Maintenant il s’agit de répondre aux Questions Que Tu me poses. Je voudrais aller à Montmorency après le mariage des jeunes gens[5], c’est à dire le 19 ou le 20, pour y passer la fin du mois, comptant aller ensuite 2 ou 3 jours à Launay pour fermer la maison et emmener les nouveaux mariés.

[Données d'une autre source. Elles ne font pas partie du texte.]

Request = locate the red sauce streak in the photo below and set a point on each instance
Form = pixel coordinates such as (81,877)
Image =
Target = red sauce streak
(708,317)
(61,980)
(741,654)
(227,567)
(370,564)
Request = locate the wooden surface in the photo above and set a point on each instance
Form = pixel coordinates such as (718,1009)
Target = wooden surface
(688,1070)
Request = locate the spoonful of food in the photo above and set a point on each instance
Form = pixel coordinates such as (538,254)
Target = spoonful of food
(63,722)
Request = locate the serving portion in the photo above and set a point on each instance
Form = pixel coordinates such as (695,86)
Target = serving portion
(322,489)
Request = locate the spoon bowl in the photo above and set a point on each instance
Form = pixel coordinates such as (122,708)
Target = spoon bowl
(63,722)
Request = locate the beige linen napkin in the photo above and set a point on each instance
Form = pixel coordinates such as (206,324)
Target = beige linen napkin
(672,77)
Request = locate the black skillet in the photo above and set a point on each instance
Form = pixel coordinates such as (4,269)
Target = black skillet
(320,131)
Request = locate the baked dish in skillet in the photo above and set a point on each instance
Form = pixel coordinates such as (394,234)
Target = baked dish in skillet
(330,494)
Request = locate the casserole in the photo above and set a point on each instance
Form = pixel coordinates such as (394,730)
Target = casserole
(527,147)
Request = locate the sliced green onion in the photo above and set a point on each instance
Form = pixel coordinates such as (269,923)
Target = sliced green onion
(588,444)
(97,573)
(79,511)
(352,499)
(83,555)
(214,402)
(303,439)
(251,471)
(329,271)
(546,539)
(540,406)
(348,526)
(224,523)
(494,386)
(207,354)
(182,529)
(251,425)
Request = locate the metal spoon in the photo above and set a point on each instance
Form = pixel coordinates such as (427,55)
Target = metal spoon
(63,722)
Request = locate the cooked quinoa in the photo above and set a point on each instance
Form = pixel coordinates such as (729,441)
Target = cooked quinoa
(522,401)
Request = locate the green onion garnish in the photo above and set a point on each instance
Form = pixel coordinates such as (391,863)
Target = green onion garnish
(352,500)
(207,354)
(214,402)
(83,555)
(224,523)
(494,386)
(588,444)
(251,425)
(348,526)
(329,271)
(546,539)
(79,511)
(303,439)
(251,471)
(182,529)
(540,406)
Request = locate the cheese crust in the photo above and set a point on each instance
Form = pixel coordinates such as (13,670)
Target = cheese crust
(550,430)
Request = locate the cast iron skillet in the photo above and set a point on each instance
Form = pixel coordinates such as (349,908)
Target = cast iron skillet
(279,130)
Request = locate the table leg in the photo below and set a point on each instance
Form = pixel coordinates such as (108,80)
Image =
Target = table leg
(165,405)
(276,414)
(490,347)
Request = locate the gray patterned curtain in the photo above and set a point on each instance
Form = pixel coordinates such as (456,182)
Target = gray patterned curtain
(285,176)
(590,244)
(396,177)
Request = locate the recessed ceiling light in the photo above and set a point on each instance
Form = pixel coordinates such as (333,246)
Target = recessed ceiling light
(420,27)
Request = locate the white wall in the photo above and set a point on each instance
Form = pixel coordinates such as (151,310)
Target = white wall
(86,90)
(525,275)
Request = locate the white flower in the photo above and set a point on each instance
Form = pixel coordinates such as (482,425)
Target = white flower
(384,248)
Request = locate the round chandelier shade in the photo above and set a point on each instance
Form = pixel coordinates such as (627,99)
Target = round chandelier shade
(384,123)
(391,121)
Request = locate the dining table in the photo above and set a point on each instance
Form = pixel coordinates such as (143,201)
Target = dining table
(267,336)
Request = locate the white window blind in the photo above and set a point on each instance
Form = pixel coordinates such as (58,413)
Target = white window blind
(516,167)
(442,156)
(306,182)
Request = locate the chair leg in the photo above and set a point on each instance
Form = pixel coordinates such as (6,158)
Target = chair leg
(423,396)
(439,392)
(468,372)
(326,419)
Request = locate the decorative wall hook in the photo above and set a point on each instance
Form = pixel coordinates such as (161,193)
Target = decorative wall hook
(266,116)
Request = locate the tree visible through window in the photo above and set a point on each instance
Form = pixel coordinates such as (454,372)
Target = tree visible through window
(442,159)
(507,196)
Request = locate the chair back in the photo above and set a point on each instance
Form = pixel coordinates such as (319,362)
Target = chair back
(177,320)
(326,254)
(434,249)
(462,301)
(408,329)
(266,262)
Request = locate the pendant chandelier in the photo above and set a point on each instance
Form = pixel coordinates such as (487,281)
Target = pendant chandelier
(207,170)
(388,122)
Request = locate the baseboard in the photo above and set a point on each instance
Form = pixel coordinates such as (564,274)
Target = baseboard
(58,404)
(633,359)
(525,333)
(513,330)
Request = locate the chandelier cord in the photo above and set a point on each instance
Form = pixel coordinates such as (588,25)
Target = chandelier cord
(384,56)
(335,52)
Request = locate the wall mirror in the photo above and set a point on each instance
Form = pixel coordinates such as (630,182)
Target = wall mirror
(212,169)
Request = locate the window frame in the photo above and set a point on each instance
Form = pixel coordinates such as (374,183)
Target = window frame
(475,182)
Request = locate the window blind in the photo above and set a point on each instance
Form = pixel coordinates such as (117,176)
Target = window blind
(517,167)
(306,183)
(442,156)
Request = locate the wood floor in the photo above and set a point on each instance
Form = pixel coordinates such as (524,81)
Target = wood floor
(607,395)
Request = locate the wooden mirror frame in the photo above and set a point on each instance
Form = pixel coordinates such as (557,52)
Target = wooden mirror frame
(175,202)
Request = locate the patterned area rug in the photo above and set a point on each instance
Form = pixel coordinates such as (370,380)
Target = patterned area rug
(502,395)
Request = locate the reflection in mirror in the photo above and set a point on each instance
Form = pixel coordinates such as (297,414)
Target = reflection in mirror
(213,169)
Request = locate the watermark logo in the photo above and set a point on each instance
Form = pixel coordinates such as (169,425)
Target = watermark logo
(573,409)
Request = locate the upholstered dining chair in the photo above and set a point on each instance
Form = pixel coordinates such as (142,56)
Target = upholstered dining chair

Pauvre Montmorency, il est bien pittoresque, bien joli avec son manteau de lierre et de feuillage, mais il a besoin d’être nettoyé, gratté et épousseté. Jean et Amélie[6] sont dans leur pays, je ne savais qu’en faire à Paris et j’ai préféré les voir rejoindre leurs enfants que de flâner à Paris, à Noël ils iront à Launay remplacer Michel[7] qui prend sa retraite. Je te conterai tout cela en détail. Je ne t’ai pas encore parlé de mes projets de construction et de mes conférences avec l’architecte de Nogent, d’où il ressort que le gros œuvre est très solide et que l’on pourra surélever la maison. J’aurai alors besoin de vos lumières pour arrêter les plans, car je tiens beaucoup à ce que Launay reste la maison de famille et le refuge où chacun se sente chez lui.
Mon Rhume s’en va.
Damas[8] part aujourd’hui en permission de 8 jours et ramènera ensuite sa femme, vous vous trouverez donc ensemble à Paris.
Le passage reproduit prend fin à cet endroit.